One thing is the idea that you can measure your way to understanding qualitative questions. Perhaps the most annoying example was one study looking at pro-social and anti-social behaviour in players. Players played, then reported their behaviour, and asked if they had fun. Prosocial players had, according to the study, more fun. The problem was not the results, I am convinced that having helpful friends and being helpful yourself is vital for multiplayer fun. The problem was the lack of definition of anti-social. Since anti-social was so diffcult to define, it had just been ignored. And so we don't know what anti-social is, who the anti-social players are, nor whether they have fun to.
From our work on the Dark Side of Play (soon to be published at Routledge), I know that there are popular games where the players are deliberately very nasty. Eve Online is one of the best known games for scams, double-crossings, and general ruthlessness. So, when you enter a game like that and do everything you can to gain resources, double-crossing your friends, cheating your guild and robbing innocent newbies, are you pro- or anti-social? The game, as it is being played now, is interesting because of the high level of risk playing it offers to the players. It wouldn't be the same game if all the players were helpful. And people still have fun while playing.
So how can you quantify anti-social, when it may actually be pro-social? And what does the first finding mean, when you can go to the next game, and find that the same behaviour gets a very different result? No smart suggestions to that problem were presented.

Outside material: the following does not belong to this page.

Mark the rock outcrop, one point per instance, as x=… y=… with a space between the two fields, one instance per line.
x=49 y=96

Next came the gender session, and for once I was able to pinpoint a moment of serious mansplaining while it was going on! I felt I unlocked an achievement or something. Here we are, listening to research - quite good and thorough research as well - on how carefully games are designed to give a very small demography what the designers think they want, which means hypersexualised female figures. It was more same-old same-old, but with a few new twists. That's when the mansplaining starts. Here's this male researcer who has never studied gender and design, carefully explaining to the young woman at the podium why the designers choose to do it this way. On behalf of all male designers, of whom he was not one, he felt the need to educate us on what men want and why give it to them.

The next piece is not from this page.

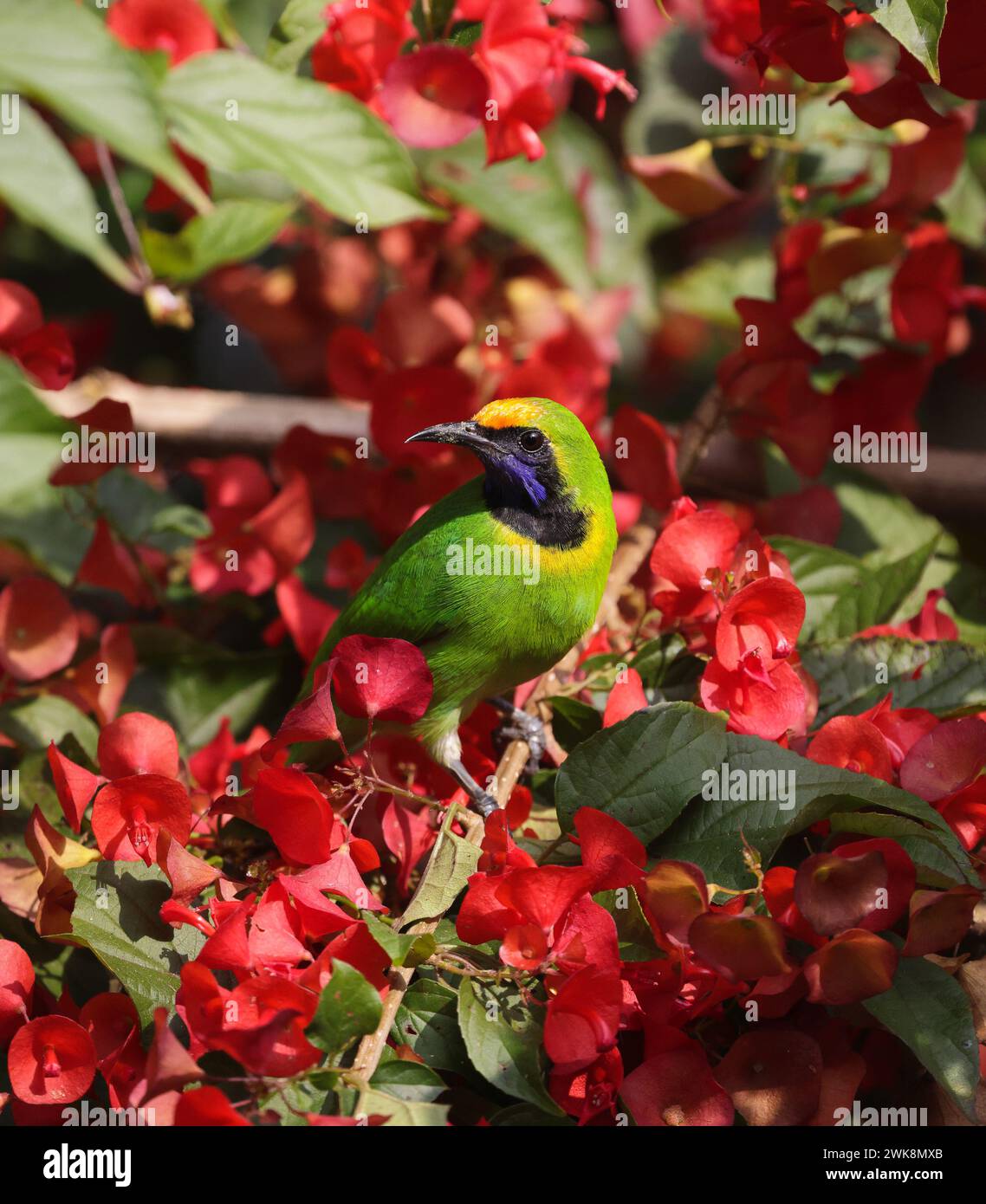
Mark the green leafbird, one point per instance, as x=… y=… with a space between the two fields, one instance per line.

I think what surprised me the most was the combination of overwhelmingly data heavy research, and extremely uninformed responses to other peoples' research. One should expect all these quantitative researchers to at least qualify their statemens with an "from this point of view". But no.
That doesn't mean Multi.player 2 was a bad conference. The keynotes were brilliant (I am a Chris Ferguson fan now), and a lot of the presentations were good too.
And now I need to stand up, breathe and stretch. No, not all of these. But we-who-sit-in-chairs should make some of these stretches every hour, and all of them once a day, as I was carefully told this morning. Have fun!